Larry and Vickie return to the ancestral manse and are soon mixed up with a gang of weirdos all in on the plan to scare Larry – we think! Actually, we don’t know, because some peculiar opacity of the narrative prevented me from ever being exactly sure what was going on! Ha ha, that’s some real good storytelling for you! Of course it’s possible that the plot threads were just too nimbly woven for my poor oaf’s brain to discern all the subtleties at play, but somehow, in a movie that chooses to cast Dom DeLuise from The Last Married Couple in America as Great Aunt Kate, the Abbot family matriarch, I doubt it! Ha ha!

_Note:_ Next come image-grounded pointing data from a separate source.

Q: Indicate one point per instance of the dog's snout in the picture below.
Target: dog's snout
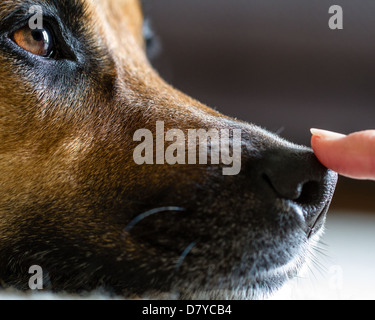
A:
(296, 176)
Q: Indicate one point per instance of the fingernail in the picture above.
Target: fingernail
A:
(328, 135)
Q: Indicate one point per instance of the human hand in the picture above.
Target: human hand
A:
(352, 156)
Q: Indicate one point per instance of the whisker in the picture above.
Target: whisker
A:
(149, 213)
(184, 255)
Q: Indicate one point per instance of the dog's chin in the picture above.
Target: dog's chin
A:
(271, 269)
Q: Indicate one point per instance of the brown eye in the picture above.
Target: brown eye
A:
(38, 41)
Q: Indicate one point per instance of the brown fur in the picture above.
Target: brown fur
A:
(69, 185)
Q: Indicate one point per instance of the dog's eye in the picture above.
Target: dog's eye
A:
(38, 41)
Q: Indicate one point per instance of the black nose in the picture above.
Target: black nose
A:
(296, 175)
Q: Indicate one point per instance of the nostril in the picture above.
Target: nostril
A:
(303, 193)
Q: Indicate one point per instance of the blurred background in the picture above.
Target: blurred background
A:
(276, 63)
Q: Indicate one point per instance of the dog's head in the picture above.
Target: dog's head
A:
(74, 199)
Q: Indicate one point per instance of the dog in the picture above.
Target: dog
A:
(75, 203)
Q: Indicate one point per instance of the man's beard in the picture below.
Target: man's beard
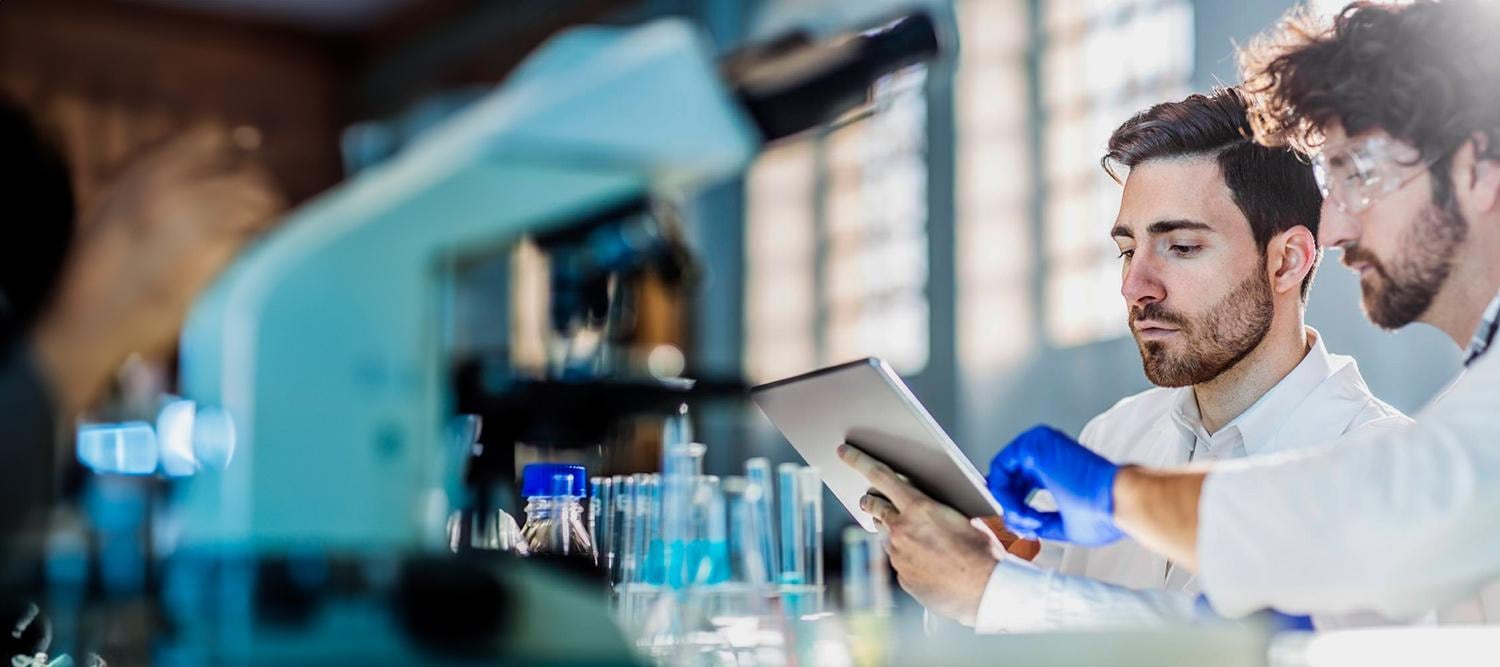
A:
(1403, 291)
(1211, 343)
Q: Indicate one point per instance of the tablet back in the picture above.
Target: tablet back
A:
(867, 405)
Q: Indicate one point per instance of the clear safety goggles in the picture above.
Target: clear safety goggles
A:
(1361, 173)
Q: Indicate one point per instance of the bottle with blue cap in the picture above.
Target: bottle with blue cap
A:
(555, 511)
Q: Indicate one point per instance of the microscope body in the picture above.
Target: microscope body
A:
(324, 343)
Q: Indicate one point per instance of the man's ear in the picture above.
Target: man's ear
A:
(1290, 257)
(1476, 177)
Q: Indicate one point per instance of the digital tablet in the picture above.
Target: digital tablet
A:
(869, 406)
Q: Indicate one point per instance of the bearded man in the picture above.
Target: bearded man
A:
(1218, 248)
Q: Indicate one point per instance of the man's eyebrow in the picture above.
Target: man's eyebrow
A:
(1167, 227)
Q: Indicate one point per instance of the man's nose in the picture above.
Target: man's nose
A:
(1140, 284)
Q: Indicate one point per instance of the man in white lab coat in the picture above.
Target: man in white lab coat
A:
(1401, 107)
(1217, 239)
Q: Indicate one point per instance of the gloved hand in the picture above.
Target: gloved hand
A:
(1080, 481)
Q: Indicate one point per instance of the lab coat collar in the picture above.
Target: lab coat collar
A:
(1263, 420)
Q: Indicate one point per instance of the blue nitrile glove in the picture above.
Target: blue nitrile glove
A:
(1277, 621)
(1080, 481)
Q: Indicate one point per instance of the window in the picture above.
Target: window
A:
(993, 171)
(836, 242)
(1095, 72)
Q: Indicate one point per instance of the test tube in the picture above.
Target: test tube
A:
(633, 529)
(708, 552)
(788, 504)
(651, 568)
(758, 475)
(596, 499)
(623, 519)
(603, 520)
(810, 501)
(746, 559)
(680, 463)
(866, 577)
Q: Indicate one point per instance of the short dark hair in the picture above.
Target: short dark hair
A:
(1274, 188)
(1424, 72)
(38, 198)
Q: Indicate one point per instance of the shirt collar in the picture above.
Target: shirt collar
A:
(1259, 424)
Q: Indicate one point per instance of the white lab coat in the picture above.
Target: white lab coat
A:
(1401, 519)
(1124, 583)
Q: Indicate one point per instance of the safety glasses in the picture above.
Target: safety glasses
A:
(1361, 173)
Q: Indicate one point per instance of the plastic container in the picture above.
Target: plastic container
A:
(555, 522)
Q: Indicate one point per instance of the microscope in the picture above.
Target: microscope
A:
(323, 535)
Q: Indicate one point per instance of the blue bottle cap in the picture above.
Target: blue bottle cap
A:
(536, 478)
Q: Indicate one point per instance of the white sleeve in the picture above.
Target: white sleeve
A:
(1025, 598)
(1392, 522)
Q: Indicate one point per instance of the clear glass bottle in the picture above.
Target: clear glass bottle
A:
(555, 523)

Easily my favourite thing in here are the radio show scenes we see at the beginning, which look to have been well researched, and are certainly well designed and played! But then we get to the big old mansion, and things more or less begin a-swirling the drain! There are a couple of amusements, but even these tend to be ruined by overstretching, and the rest of it is dead unfunny! They spent a few bucks on the sets, you can tell, but to no especial purpose! It often doesn’t make sense, and people act in ways that are not always identifiable as genuine human behaviour!

It’s cast well – Wilder, who directed it too, took every advantage of shooting this in England, I’d say! At least three guys from Brazil show up, including Jonathan Pryce (whom we also recall from Tomorrow Never Dies), Bryan Pringle, and Peter Vaughan! Jim Carter from Top Secret also appears, providing the basso profundo in the great chorus of voices Wilder has assembled! And Wilder himself is a fine performer, and does some okay stuff here, but again it all seems such a waste, being as it is in the service of a cold plum pie! The plot has more cracks than a gang of humpties, and despite Wilder’s warmth as an actor, and presumably as a director, in toto this picture has all the charm of a three-bean salad! I give Haunted Honeymoon one sturdy moosehead!